Friday, March 19, 2021

Arc of Justice by Kevin Boyle

Mark's latest book report:

Arc of Justice, by Kevin Boyle, was published in 2004, won the National Book Award, and I finally got around to reading it (though I took a few breaks along the way). I had the book on my “to read” list for many years.

The book is the painstakingly researched and detailed story of Ossian Sweet, a young, successful Black doctor who bought an attractive brick bungalow on the corner of Charlevoix and Garland in an all-white neighborhood on Detroit’s east side. On the evening after Ossian and his wife moved into the house in September 1925, a white mob gathered outside, and chaos ensued. Stones were thrown at the house and shots were fired from an upstairs window. Two people were struck by bullets, one of whom died. 

What unfolds is a kaleidoscopic view of 1920s Detroit. The city was a rapidly growing industrial metropolis, with thousands of people of all races and nationalities flooding the city to work in auto (and auto-related) factories. At the same time, the Ku Klux Klan had staked out Detroit in its strategy of extending white supremacy in the North. The 1924 mayoral election pitted a candidate (Charles Bowles) supported by the KKK against the progressive Republican John “Johnny” Smith. Smith gathered a coalition of immigrants and Blacks and won the election. 

Still, the city was teeming with racial tension. Segregation, housing discrimination, and intolerance were firmly entrenched in the city. Ossian Sweet’s attempt to move into a white neighborhood, and the ensuing trials, brought to sharp focus a homeowner’s rights to self-defense as well as the white “neighborhood associations” created to reinforce racial discrimination and intimidation.

Boyle does an excellent job in painting a vivid picture of Detroit in the 1920s. There are many colorful characters who make appearances in the book, most notably the flamboyant and eloquent Clarence Darrow—fresh off the Scopes Monkey Trial--who was the Sweets’ defense attorney.
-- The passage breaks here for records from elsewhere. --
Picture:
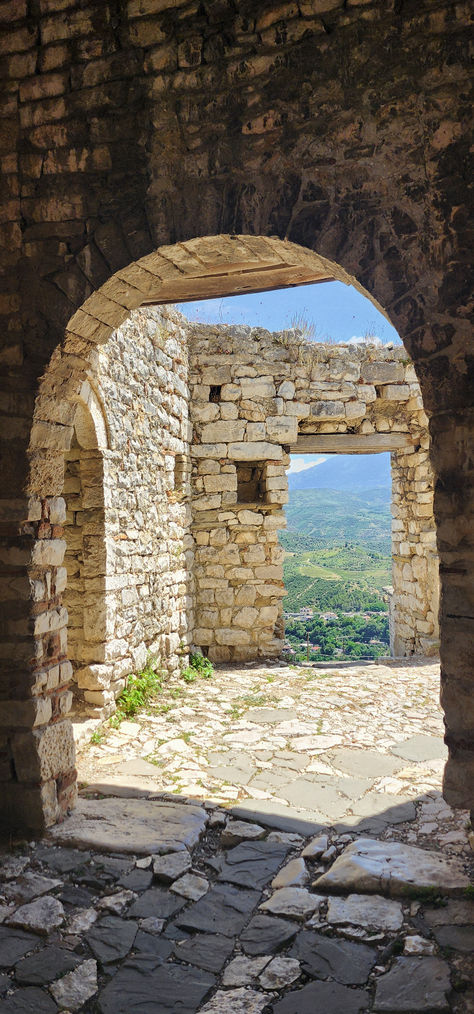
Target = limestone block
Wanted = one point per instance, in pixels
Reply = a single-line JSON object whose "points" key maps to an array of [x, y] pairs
{"points": [[282, 428], [205, 413], [223, 430], [230, 392], [219, 484], [298, 409], [209, 450], [396, 392], [252, 517], [246, 595], [246, 618], [44, 753], [355, 410], [286, 389], [256, 451], [231, 637], [228, 411], [257, 387], [327, 410], [256, 431]]}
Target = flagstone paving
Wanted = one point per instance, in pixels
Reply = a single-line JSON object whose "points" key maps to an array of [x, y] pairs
{"points": [[162, 902]]}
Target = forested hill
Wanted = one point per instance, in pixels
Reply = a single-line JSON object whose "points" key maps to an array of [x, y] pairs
{"points": [[344, 472]]}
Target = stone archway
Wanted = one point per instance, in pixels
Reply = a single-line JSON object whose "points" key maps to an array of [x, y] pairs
{"points": [[201, 267]]}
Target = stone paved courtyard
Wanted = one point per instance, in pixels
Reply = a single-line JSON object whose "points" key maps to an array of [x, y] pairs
{"points": [[344, 890]]}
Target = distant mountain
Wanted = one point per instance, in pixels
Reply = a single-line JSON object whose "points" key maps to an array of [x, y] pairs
{"points": [[345, 472]]}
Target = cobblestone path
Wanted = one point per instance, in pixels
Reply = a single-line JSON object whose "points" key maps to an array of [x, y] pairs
{"points": [[345, 890]]}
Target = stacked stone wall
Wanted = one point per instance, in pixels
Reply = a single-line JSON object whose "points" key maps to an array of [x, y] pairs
{"points": [[255, 396]]}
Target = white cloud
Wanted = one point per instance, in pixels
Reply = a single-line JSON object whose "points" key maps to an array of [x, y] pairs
{"points": [[298, 463]]}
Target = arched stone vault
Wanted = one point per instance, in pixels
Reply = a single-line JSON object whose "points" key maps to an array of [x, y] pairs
{"points": [[165, 125]]}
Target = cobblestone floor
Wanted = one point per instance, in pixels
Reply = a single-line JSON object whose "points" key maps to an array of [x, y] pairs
{"points": [[346, 889]]}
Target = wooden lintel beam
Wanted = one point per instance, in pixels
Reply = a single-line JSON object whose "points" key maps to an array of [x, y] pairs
{"points": [[351, 443], [183, 290]]}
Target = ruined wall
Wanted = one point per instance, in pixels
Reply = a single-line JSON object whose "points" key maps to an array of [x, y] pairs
{"points": [[255, 396], [137, 577]]}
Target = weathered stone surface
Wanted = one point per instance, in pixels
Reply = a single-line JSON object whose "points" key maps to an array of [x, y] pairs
{"points": [[191, 886], [223, 910], [413, 984], [281, 971], [44, 966], [42, 916], [241, 1001], [206, 950], [244, 970], [76, 987], [360, 910], [267, 934], [155, 901], [394, 869], [134, 825], [420, 748], [294, 901], [332, 998], [293, 874], [325, 957], [13, 944], [252, 864], [111, 938], [458, 937], [142, 980], [29, 1001], [172, 866]]}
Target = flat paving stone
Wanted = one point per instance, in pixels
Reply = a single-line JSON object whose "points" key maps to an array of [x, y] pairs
{"points": [[412, 985], [76, 987], [139, 826], [241, 830], [42, 916], [144, 981], [63, 860], [370, 911], [206, 950], [294, 901], [293, 874], [252, 864], [14, 944], [419, 748], [172, 866], [155, 901], [455, 913], [364, 764], [323, 957], [267, 934], [392, 868], [274, 814], [270, 716], [136, 880], [44, 966], [32, 1000], [329, 998], [458, 937], [111, 938], [244, 970], [224, 909], [243, 1001]]}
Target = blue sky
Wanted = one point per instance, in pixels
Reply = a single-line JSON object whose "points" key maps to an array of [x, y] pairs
{"points": [[338, 311]]}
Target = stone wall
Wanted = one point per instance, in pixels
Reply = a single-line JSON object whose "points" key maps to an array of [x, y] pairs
{"points": [[255, 396]]}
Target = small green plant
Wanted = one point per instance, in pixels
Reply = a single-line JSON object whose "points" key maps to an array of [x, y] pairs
{"points": [[140, 687], [198, 666]]}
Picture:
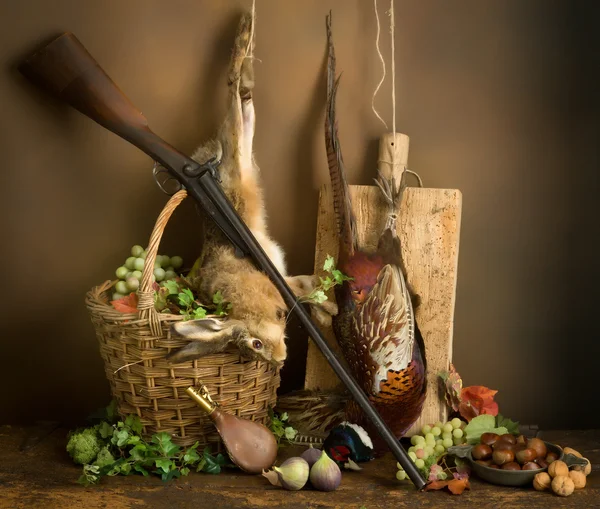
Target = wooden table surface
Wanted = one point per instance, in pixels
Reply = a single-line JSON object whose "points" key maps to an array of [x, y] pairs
{"points": [[44, 476]]}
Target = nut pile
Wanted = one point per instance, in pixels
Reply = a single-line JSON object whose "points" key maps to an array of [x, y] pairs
{"points": [[559, 479], [512, 453]]}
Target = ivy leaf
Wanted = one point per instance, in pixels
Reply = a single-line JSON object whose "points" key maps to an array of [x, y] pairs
{"points": [[164, 464], [329, 263], [186, 297], [105, 430], [171, 286], [120, 437], [211, 466], [290, 433], [318, 296], [139, 468], [511, 426], [199, 313], [166, 446], [484, 423], [133, 421], [171, 474], [138, 453]]}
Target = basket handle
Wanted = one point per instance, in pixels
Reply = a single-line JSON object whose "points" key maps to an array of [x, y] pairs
{"points": [[146, 292]]}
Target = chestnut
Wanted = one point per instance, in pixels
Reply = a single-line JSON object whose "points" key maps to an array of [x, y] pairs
{"points": [[502, 457], [481, 452], [526, 455], [489, 438]]}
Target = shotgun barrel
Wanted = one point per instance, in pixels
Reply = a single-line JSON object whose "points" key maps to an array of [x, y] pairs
{"points": [[68, 70]]}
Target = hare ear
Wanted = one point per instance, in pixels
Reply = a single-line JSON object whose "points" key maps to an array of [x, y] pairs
{"points": [[209, 336]]}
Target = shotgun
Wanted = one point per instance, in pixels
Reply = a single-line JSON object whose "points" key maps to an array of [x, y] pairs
{"points": [[68, 70]]}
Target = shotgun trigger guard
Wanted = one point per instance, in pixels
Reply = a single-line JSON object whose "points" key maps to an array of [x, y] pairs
{"points": [[212, 166], [166, 183]]}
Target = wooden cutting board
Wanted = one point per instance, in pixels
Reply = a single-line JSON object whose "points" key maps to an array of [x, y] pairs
{"points": [[429, 229]]}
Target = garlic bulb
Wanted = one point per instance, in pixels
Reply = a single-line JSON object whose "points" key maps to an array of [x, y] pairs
{"points": [[325, 475], [292, 474]]}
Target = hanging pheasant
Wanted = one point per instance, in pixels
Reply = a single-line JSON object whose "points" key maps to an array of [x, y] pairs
{"points": [[375, 326]]}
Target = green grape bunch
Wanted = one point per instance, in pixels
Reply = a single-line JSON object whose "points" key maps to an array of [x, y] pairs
{"points": [[431, 444], [129, 275]]}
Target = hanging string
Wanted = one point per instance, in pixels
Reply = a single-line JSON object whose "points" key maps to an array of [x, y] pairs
{"points": [[392, 24], [382, 65]]}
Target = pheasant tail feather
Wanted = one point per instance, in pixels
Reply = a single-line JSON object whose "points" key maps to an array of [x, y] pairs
{"points": [[341, 195]]}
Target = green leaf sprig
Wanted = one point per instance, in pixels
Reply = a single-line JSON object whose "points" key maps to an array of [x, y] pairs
{"points": [[336, 277], [280, 426], [126, 452]]}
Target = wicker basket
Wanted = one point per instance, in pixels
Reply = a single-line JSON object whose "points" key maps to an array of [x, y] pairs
{"points": [[133, 347]]}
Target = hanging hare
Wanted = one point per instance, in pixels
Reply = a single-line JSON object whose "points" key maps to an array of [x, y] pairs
{"points": [[257, 318]]}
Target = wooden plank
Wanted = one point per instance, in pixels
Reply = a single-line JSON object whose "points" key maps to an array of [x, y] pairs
{"points": [[45, 478], [429, 229]]}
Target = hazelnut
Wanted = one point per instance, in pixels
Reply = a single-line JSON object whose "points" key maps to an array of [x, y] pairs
{"points": [[542, 481], [578, 479], [562, 485], [568, 450], [586, 470], [557, 468]]}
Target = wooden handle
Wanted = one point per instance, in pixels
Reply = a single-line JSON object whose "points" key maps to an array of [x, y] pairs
{"points": [[393, 155]]}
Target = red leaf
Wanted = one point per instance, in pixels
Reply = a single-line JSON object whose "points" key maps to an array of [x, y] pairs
{"points": [[127, 304], [457, 486], [476, 400]]}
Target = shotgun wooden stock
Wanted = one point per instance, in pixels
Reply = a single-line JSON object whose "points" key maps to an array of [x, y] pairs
{"points": [[66, 68]]}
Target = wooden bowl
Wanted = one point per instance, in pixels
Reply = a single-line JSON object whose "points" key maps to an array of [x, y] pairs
{"points": [[511, 477]]}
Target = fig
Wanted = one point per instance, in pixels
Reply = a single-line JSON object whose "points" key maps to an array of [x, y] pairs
{"points": [[502, 457], [507, 437], [489, 438], [525, 455], [481, 452], [539, 446]]}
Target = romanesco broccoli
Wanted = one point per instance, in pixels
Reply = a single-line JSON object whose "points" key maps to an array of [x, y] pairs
{"points": [[84, 445]]}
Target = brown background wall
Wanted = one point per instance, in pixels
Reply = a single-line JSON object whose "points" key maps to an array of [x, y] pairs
{"points": [[494, 95]]}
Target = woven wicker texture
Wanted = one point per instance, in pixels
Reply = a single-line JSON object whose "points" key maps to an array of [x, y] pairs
{"points": [[133, 348]]}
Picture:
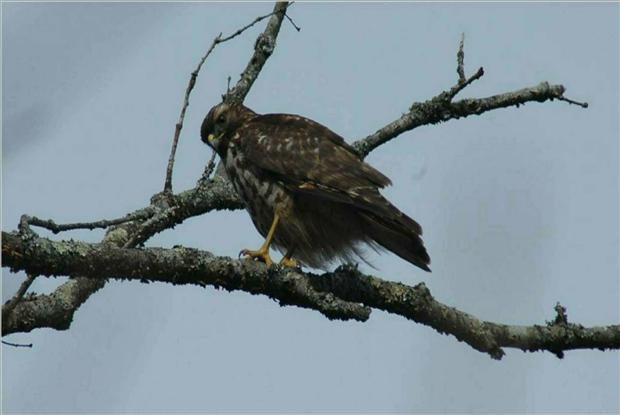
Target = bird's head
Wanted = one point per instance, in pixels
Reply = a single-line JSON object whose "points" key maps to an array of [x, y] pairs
{"points": [[220, 124]]}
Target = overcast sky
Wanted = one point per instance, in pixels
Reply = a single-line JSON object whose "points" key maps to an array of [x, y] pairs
{"points": [[519, 206]]}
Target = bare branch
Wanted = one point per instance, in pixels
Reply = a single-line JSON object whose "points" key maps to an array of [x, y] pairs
{"points": [[29, 345], [8, 307], [570, 101], [440, 109], [263, 48], [190, 86], [102, 224], [460, 60], [343, 294]]}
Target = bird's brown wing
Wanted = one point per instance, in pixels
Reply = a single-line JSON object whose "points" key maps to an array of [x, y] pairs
{"points": [[308, 157], [303, 150]]}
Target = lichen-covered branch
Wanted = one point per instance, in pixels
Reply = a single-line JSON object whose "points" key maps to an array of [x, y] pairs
{"points": [[343, 294]]}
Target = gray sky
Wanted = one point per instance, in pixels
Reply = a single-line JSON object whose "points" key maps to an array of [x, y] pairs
{"points": [[519, 206]]}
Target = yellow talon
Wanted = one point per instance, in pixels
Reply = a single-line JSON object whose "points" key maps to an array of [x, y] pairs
{"points": [[289, 262], [261, 255]]}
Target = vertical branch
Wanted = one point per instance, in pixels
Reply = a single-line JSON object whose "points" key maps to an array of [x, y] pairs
{"points": [[192, 82]]}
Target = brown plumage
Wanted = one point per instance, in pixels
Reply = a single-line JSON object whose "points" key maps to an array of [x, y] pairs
{"points": [[306, 184]]}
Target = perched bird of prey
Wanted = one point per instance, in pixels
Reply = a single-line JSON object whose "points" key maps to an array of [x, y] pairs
{"points": [[307, 191]]}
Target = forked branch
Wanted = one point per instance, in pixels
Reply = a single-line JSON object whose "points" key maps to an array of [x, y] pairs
{"points": [[343, 294]]}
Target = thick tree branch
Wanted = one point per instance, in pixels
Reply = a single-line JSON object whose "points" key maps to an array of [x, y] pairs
{"points": [[337, 295]]}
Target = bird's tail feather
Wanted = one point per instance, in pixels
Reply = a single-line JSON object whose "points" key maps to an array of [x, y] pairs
{"points": [[394, 235]]}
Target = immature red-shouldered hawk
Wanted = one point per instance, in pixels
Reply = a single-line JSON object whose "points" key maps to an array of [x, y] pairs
{"points": [[307, 191]]}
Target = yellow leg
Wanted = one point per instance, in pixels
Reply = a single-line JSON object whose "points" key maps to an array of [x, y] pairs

Boyle also spends a significant portion of the book describing who Ossian Sweet was. We learn about his industrious and loving parents, his occasionally harrowing childhood in Bartow, Florida, and his education at both Wilberforce and Howard Universities. Sweet’s life was touched by both professional success and personal tragedies.

In light of the racial hatred that sadly continues in the United States in 2021, Arc of Justice is a reminder of how the “good old days” are “old” but definitely were not “good.” Some improvements have been made in race relations since 1925, but we still have a long way to go.